In particular, data provided will be retained by the controller according to the following parameters:
1. for the activities of administration, accounting and management of any disputes:
10 years from the end of the contract relationship or for the time required and/or imposed by regulatory obligations, and in any case until the expiry of the limitation period in order to be able to enforce any existing legal claims;
2. for sending the newsletter: until you decide to revoke your consent by sending an email to firstname.lastname@example.org;
3. for the sending of advertising communications carried out pursuant to Article 130(4) of the Privacy Code: until you expresses your disagreement by sending an email to email@example.com;
4. with regard to the loyalty relationship, your data will be kept as long as the service linked to the loyalty programme is operational; if you decide to withdraw, you must send a notice to firstname.lastname@example.org. In this case, LM will anonymise your data and process them only for its own in-house statistics;
5. The e-mail address of the person concerned will be stored until the request has been processed, after which it will be deleted within 24 hours at the latest. Please note that the content of the conversation may be anonymised and stored by the data controller in order to improve the service provided.
6. for the exercise of the right of guarantee on products purchased and/or services provided: for the period provided for by law or contract, depending on the product or service provided.
10-Can your data be transferred outside the European Economic Area?
Some of your personal data may be transferred to entities that operate as IT service providers, located outside the European Economic Area (EEA). It is therefore possible that your information may be transferred to a country outside the EEA. We would like to remind you that the aforementioned service providers have been expressly appointed as external data processors and that all the safeguards provided by law are put in place to ensure compliance with the regulations set out in EU Regulation 679/2016 (e.g. adequacy decision by the European Commission or Standard Contract Clauses).
11-What rights do you have under the Regulation?
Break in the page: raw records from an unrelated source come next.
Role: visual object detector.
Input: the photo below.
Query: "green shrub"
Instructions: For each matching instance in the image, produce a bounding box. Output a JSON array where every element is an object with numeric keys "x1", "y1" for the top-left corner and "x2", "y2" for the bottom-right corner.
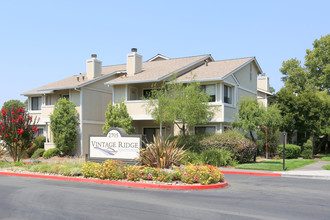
[
  {"x1": 201, "y1": 130, "x2": 256, "y2": 163},
  {"x1": 170, "y1": 134, "x2": 207, "y2": 153},
  {"x1": 153, "y1": 169, "x2": 174, "y2": 183},
  {"x1": 42, "y1": 148, "x2": 60, "y2": 159},
  {"x1": 181, "y1": 164, "x2": 224, "y2": 185},
  {"x1": 125, "y1": 165, "x2": 142, "y2": 181},
  {"x1": 301, "y1": 139, "x2": 313, "y2": 152},
  {"x1": 31, "y1": 148, "x2": 45, "y2": 159},
  {"x1": 201, "y1": 148, "x2": 235, "y2": 167},
  {"x1": 98, "y1": 160, "x2": 125, "y2": 180},
  {"x1": 301, "y1": 148, "x2": 313, "y2": 159},
  {"x1": 277, "y1": 144, "x2": 301, "y2": 159},
  {"x1": 180, "y1": 150, "x2": 202, "y2": 165},
  {"x1": 140, "y1": 135, "x2": 185, "y2": 168},
  {"x1": 14, "y1": 161, "x2": 24, "y2": 167}
]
As a data subject, the GDPR grants you the following rights:
– To obtain confirmation whether or not data processing is taking place concerning you and, in this case, to obtain access to your personal data (Right of Access Article 15);
To obtain rectification of inaccurate data without undue delay (Right to rectification Art. 16);
– obtain erasure of personal data without unjustified delay, in compliance with the limits and conditions laid down by the regulation (Right to be forgotten Art. 17);
– obtain limitation of the processing under the conditions laid down (Right to limitation of processing Art. 18);
– request a copy of the protection measures put in place with regard to the transfer of data to third countries, if applicable;
– receive, in a structured, commonly used and machine-readable format, the personal data concerning you and transmit such data to another Data Controller, without hindrance from the Data Controller to whom you have provided them, under the conditions provided for (Right to data portability Art. 20);
– object at any time, on grounds relating to your particular situation, to the processing of personal data concerning you (Right to object art. 21);
– receive without undue delay notice of any unlawful processing of personal data suffered by the Data Controller (Art. 34);
– revoke the consent given at any time (Conditions for consent Art. 7 and Art. 13);
– object to automated decision-making concerning natural persons, including profiling.
The data subject also has the right to lodge a complaint with the Authority for the Protection of Personal Data, following the procedures and indications published on the official website of the Authority at www.garanteprivacy.it; the exercise of rights is not subject to any formal restriction and is free of cost.
The data subject may at any time exercise his/her rights and request the list of processors by e-mail to the address: email@example.com.
12-How do we handle changes to this Policy?
If there are substantial changes to this Policy, we will inform you of these changes in a timely manner.